Вот очень хороший вопрос: «История даёт богатый материал литературе, но не всегда литература остаётся на уровне истории. Например, личность Петра Первого. Неистовый Романов часто изображается картонным мифологическим великаном. Кто из писателей лучше справился с изображением императора? И возможен ли адекватный его портрет?»
Мне кажется, что лучше всех справился Тынянов в «Восковой персоне». Там есть картина смерти Петра, потрясающе сильная! Я очень люблю эту книгу вообще. И примером критической слепоты и обидчивости Ходасевича (он же ни черта в ней не понял) мне представляется его скептический и прямо оскорбительный отзыв о «Восковой персоне». Написать, что это «игра слов и стилистическое упражнение», мог только человек, который ну вообще не понял, про что эта вещь написана. А ведь образ умирающего Петра, которому некому оставить страну, — это ситуация русских 30-х годов один в один.
Мне кажется, что у Горенштейна в «Детоубийце» получился очень хороший Пётр, очень похожий. И подчёркнутая нейтральность его интонации в некоторых сценах совершенно гениально воплощена была в спектакле Фоменко — ледяной Пётр, вымороженный изнутри. Я имею в виду спектакль «Государь ты наш, батюшка…».
Что касается Алексея Толстого. Алексей Толстой был хороший и обаятельный беллетрист, во всяком случае в 30-е годы. Он вылепил обаятельного персонажа, народолюбца, который ничего общего с реальным Петром не имел — ни в фильме, где его замечательно сыграл Симонов (помните, в фильме Петрова, по-моему, 1938 года), ни в романе. Это тот Пётр, которого хотелось Толстому, который годился Сталину. Это была попытка подсунуть Сталину такую идеологему. Но потом, как правильно писал Пастернак, «стиль вампир востребовал Ивана, а не Петра». В рассказе «День Петра» гораздо больше… Это ранний рассказ, по-моему, 1924 года. Там Пётр более похож на себя и более страшен.
«Если вы читали книги Елены Катишонок «Жили-были старик со старухой» и «Против часовой стрелки», хотелось бы услышать вашу оценку».

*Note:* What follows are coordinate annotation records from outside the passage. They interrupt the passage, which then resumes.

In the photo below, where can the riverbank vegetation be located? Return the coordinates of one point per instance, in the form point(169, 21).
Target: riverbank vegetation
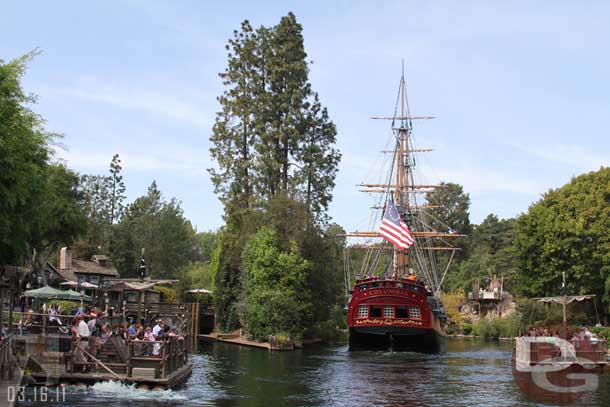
point(45, 205)
point(277, 267)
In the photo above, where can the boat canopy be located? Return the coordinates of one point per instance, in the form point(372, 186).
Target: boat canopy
point(569, 299)
point(50, 293)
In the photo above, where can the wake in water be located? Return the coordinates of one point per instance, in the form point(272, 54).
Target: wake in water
point(132, 392)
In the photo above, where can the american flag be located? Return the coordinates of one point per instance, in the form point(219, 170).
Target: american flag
point(394, 229)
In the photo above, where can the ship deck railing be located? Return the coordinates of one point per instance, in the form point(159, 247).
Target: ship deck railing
point(552, 350)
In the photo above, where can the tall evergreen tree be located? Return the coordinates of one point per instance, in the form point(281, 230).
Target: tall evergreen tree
point(116, 188)
point(272, 136)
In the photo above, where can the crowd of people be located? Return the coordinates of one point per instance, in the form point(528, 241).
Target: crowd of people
point(582, 334)
point(91, 328)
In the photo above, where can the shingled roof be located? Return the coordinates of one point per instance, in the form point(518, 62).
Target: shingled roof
point(90, 267)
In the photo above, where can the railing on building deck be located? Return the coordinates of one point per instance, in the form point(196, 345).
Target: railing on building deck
point(165, 356)
point(533, 352)
point(8, 362)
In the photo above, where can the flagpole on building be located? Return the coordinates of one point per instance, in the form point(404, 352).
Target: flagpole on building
point(565, 307)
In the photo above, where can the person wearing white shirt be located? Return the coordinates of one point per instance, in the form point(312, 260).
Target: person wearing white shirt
point(157, 329)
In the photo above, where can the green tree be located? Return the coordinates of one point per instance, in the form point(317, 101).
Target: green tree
point(24, 154)
point(97, 207)
point(272, 136)
point(116, 188)
point(567, 231)
point(275, 287)
point(491, 255)
point(274, 146)
point(53, 217)
point(160, 228)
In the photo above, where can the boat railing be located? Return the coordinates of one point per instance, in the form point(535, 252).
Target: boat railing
point(8, 362)
point(156, 359)
point(551, 349)
point(35, 323)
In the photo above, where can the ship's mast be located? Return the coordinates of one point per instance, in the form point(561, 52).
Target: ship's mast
point(401, 258)
point(401, 186)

Знаете, когда-то я прочёл очень точную рецензию на книгу одного известного советского прозаика, мастера городской прозы. Не буду называть имён. Там было написано: «Прочитав первую страницу, я понял, что автор умеет писать. Прочитав остальные шестьсот страниц, я к этому пониманию ничего не добавил». Боюсь, что это можно сказать и о прозе Елены Катишонок, у которой есть, безусловно, нарративный талант, но, по-моему, она как-то по темпераменту несколько недотягивает. Хотя «Жили-были старик со старухой» — это хорошее произведение.

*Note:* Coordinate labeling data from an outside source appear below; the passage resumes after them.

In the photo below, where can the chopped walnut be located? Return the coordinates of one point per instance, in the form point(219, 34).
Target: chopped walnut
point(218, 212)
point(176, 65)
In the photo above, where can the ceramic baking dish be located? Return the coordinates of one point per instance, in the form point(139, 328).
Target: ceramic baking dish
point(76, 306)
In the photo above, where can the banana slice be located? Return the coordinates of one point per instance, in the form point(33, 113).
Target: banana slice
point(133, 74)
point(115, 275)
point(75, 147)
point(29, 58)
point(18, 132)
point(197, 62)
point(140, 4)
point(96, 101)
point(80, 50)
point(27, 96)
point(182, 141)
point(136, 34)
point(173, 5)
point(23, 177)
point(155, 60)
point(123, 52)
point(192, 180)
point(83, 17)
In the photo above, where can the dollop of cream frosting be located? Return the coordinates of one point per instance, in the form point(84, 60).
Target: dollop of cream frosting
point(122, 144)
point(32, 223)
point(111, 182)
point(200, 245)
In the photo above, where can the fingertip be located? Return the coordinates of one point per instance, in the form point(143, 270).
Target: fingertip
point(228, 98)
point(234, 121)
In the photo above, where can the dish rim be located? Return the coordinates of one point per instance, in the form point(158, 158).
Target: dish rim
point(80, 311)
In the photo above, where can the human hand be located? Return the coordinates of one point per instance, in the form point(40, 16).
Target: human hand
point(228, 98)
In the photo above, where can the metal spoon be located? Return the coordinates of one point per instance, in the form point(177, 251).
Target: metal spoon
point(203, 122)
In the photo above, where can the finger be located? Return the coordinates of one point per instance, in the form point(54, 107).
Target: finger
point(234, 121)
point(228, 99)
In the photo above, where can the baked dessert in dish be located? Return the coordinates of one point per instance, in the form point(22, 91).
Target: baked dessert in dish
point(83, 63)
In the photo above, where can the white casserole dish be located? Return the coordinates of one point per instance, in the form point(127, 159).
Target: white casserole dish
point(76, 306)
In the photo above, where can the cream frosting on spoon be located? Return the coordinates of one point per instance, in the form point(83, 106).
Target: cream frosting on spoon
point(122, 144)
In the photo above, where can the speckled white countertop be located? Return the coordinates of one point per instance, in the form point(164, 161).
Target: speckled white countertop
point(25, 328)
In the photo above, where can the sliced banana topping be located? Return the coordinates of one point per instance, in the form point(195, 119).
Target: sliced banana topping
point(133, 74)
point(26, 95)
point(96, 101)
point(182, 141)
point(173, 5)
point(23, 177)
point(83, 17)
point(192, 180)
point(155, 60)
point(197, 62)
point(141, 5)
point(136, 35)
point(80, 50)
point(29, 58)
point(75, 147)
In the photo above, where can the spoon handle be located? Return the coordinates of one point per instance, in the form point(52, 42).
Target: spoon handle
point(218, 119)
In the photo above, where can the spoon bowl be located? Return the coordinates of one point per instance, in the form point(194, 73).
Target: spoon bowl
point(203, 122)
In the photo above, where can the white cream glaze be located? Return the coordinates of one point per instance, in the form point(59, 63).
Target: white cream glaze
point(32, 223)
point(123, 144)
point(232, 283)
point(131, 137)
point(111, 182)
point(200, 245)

«Могли бы вы рассказать об истоках американской литературы XIX века в лице таких авторов, как Генри Торо, Уолт Уитмен, Натаниэль Готорн, Ральф Эмерсон и т.д. Большое спасибо за ответ!»
Дорогой gonzo, все авторы, которых вы перечислили, как правило, огульно подвёрстываются под понятие американского романтизма. Туда же подвёрстывается и Мелвилл, туда же подвёрстывается и Эмили Дикинсон (во всяком случае, в хрестоматиях они объединяются по этому параметру). Но, в принципе, их перечислять через запятую совершенно невозможно, это люди разные. Объединяет их одно — некоторый культ природности, который есть и у Торо, и у Уитмена; культ душевного здоровья, здорового человека, свободы, простора, пространства и, в общем, того, что нам дано. Вот нам дано от Бога очень много: нам дано замечательное пространство, дана замечательная страна, дана свобода, которую мы выбрали. Это такое самовосхищение некоторое и восхищение мощью той земли, на которой они живут.